Protection options for Websites to avoid XSS and CSRF attacks:
- If a website has a 2-step authentication, or a transaction password for authorizing all sensitive actions, then it becomes quite difficult for an attacker to perform CSRF without involving the unsuspecting user.
- Ensure that there are no GET actions on the website, which have side-effects or modify the state of the user's session.
- Use CAPTCHA techniques for verifying sensitive actions.
- Encourage users to open a separate Browser "Session" (like Incognitio Mode of Google Chrome), for performing sensitive web interactions, and only work with one website at a time in one browser session. Make use of CSRF token technique to generate a unique URL (for GET Requests) or hidden parameter (for POSTs). In this technique, the server generates a unique Hash (http://en.wikipedia.org/wiki/HMAC) based on User's Session ID, Server Key, and URL Action and attaches that as part of the POST's hidden input field. This ensures that no one can sent a forged request, since in such a case, one will need to have access to the user specific hash generated by the server.

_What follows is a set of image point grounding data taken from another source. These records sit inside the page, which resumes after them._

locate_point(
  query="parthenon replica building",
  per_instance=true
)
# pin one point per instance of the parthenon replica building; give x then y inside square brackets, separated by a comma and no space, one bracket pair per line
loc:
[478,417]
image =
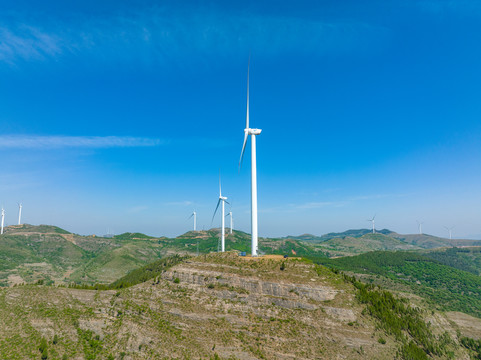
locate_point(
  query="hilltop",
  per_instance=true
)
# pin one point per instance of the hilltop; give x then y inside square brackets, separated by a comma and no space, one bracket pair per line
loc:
[31,253]
[48,253]
[222,306]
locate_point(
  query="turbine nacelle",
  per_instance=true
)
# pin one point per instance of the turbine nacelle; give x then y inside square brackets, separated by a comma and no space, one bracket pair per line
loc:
[252,131]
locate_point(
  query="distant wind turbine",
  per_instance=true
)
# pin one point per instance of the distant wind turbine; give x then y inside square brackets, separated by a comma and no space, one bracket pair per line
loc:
[253,132]
[450,231]
[3,220]
[19,213]
[194,215]
[223,200]
[420,227]
[372,221]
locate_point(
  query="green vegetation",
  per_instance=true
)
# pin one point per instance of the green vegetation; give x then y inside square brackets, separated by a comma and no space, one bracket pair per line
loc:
[133,236]
[473,345]
[137,276]
[400,319]
[348,245]
[445,287]
[467,259]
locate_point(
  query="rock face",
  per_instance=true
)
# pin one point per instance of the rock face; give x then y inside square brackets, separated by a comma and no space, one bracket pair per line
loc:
[254,289]
[213,306]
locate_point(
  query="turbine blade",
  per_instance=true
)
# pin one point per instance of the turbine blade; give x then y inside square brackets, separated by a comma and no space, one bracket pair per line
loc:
[220,188]
[243,150]
[247,114]
[218,203]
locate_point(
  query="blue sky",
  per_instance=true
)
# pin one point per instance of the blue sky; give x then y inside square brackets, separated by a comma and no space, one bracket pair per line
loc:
[120,114]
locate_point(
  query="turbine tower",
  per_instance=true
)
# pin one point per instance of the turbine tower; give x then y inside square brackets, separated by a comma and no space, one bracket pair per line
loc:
[223,200]
[194,215]
[3,220]
[253,133]
[372,220]
[19,213]
[231,221]
[450,231]
[420,227]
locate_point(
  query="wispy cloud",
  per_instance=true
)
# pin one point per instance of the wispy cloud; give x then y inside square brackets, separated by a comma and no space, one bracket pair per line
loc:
[320,204]
[162,33]
[180,203]
[54,142]
[27,43]
[137,209]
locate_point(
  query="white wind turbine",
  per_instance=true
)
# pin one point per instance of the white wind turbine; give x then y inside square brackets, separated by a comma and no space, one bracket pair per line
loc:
[372,220]
[194,215]
[450,231]
[19,213]
[231,221]
[223,200]
[3,220]
[253,132]
[420,226]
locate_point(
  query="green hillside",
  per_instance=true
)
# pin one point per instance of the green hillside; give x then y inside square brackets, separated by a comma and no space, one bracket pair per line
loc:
[222,306]
[430,242]
[47,253]
[467,259]
[341,235]
[445,287]
[348,245]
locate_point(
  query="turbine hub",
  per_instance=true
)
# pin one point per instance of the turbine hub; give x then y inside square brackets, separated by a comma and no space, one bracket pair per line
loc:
[254,131]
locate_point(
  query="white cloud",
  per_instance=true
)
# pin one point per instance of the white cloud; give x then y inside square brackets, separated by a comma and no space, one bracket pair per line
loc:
[27,43]
[180,203]
[54,142]
[137,209]
[162,33]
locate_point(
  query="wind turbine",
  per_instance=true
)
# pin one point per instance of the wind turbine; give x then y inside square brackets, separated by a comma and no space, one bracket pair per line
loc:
[231,221]
[372,220]
[194,214]
[252,132]
[450,231]
[223,200]
[420,226]
[19,213]
[3,219]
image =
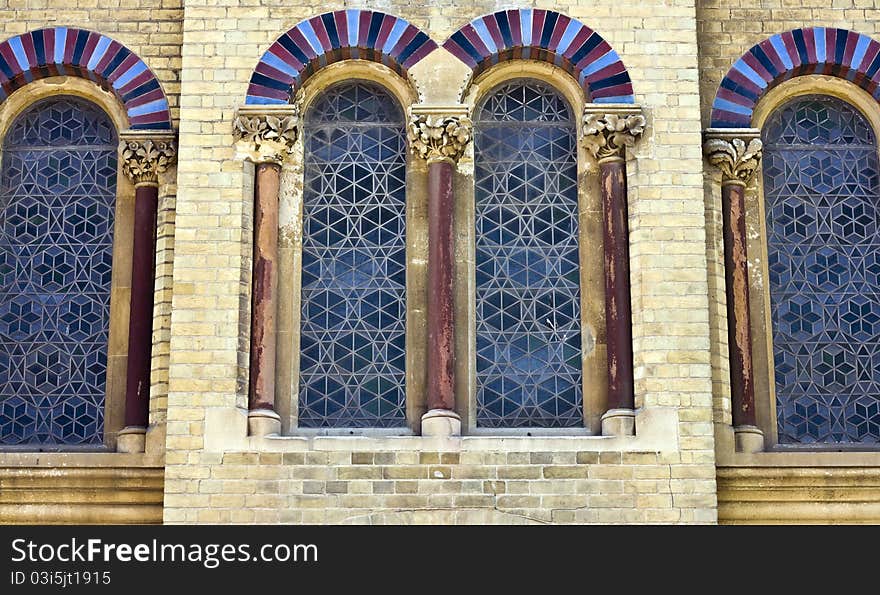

For more details read: https://www.owasp.org/index.php/Cross-Site_Request_Forgery_(CSRF)_Prevention_Cheat_Sheet
Since a lot of the attacks exploit the fundamental design of how the Web works, it is important for all Web Developers to understand various risks, vulnerabilities and attacks which a website can face -- to be able to design systems which are safe and cannot be compromised easily.